If the animal had a name at the time of outcome, it improve the outcome of the animal. as much as 10%
The younger the animal the less negative impact on the outcome not having a name had.
Drilling down to specific observation
If we look at the overall transformed training data average impact on model output magnitude. Shows those features with greater impact.

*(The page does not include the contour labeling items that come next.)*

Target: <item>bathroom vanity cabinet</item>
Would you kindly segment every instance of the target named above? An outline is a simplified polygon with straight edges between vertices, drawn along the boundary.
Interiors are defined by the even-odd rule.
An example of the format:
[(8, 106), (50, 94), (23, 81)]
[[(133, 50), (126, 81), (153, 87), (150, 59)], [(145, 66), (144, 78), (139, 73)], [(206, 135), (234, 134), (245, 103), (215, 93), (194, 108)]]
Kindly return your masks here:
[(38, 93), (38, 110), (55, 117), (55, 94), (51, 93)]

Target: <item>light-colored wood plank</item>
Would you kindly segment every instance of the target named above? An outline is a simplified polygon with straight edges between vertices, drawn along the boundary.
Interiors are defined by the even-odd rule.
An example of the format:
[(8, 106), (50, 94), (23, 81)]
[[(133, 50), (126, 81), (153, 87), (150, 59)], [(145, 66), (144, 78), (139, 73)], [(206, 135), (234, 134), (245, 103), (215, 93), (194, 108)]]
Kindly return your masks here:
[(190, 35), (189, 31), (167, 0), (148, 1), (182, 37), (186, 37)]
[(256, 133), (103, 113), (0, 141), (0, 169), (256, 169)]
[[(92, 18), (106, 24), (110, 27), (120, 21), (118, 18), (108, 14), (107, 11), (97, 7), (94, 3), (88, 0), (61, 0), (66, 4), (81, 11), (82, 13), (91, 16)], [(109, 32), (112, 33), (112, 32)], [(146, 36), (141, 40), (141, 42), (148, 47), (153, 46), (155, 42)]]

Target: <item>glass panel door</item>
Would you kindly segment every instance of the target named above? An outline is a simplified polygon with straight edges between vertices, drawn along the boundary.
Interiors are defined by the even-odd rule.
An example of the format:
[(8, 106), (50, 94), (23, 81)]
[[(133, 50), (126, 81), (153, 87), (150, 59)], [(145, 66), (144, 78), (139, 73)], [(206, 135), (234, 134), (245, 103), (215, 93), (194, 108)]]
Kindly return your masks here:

For an observation representing a bat the feature representing the year of birth and Date and time of the outcome have the most significant high impact. The fact the bat is a bat has a huge impact in lowering the score.
animal_type Other
breed Bat
color Brown
date_of_birth 2014-09-09T00:00:00
datetime 2015-09-10T09:08:00
sex_upon_outcome unknown
Name_known 0
age_upon_outcome_d 366
sex unknown
year_birth 2014
month_birth 9
year_outcome 2015
month_outcome 9
day_outcome 10
selected_breed Non_dog_cat
For an observation representing a cat the feature representing sex upon outcome = neutered male has the biggest positive magnitude; as well as only being ~3 months of age and having a name like “Yoda” does not hurt either!
animal_type Cat
breed Domestic Longhair
color Brown Tabby
date_of_birth 2014-03-16T00:00:00
datetime 2014-06-20T18:22:00
sex_upon_outcome neutered male
Name_known 1
age_upon_outcome_d 96
sex male
year_birth 2014
month_birth 16
year_outcome 2014
month_outcome 6
day_outcome 20
selected_breed Cat
Name: 21087, dtype: object
“Yoda” the Cat: features average impact on prediction output magnitude. Here we can see more clearly what features have the greatest magnitude on Yoda’s outcome and being a Jedi is not one of them. Also, we can see that feature magnitude does not align 1:1 with the features' magnitude of the overall model.